In Part II the wave, heat and diffusion, Laplace, and Poisson equations are all developed in an accessible and clear manner. Emphasis is placed on exploring each of these equations under various initial and boundary conditions, and the authors do a good job of providing a comprehensive collection of examples. In most exercises throughout Part II, analytical solutions are encouraged and the software program is referred to when integrals are not easy to evaluate. It is clear that the authors spent a lot of effort in making Part II of the text interesting and relevant. In many solution methods, references to ODEs solutions methods, Sturm-Liouville problems, and Fourier series help connect the general theories of ODEs and PDEs.

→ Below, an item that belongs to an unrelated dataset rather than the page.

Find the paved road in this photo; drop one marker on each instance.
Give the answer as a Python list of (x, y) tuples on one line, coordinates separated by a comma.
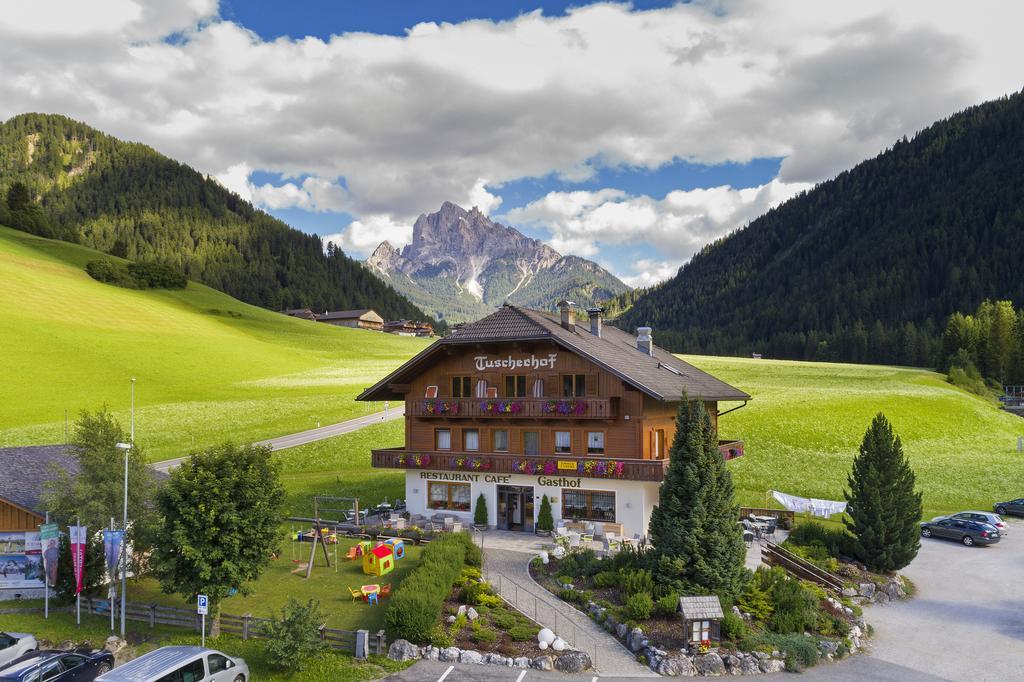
[(303, 437)]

For a first edition the book seems relatively free of major typos and editorial problems. The main issues I encountered were inconsistently used fonts (distinguishing between examples and general discussion), difficult to follow sentence structure and grammar, and in some cases, the use of ideas before they were properly defined (e.g., self-adjoint operators, delta function). The authors also used language that seemed out of the norm such as “plugging the general solution in the initial conditions results in…” (p. 45). Although I found these issues mostly in the first part of the text, overall they did not detract too much from the main ideas. The software included with the text did not work on my Mac but worked well on a windows machine.
In summary, the task of providing a comprehensive text on ODEs and PDEs is a difficult one, simply because of the amount of content that can be covered. This text finds a nice balance between general topics of ODEs and second order PDEs. The authors’ choice of omitting nonlinear systems of ODEs and first order PDEs is not unreasonable; it does not diminish the value of the book unless the reader or instructor prefers to cover these topics. The lack of applications and motivation in Part I of the text does make it a difficult choice as a stand-alone book for introductory ODEs. However, it could be used for a single PDEs course or in a sequence of differential equations courses where a survey of second order PDEs is desired.
Joe Latulippe (email@example.com) is an assistant professor of mathematics at Norwich University. He is a Project NExT Fellow (Sun Dot ’07), and is interested in mathematical biology and modeling. He is also an assistant coach for the Norwich University Men’s Lacrosse team. In his free time, Joe trains in Aikido (a non-violent Japanese martial art), and enjoys painting and drawing.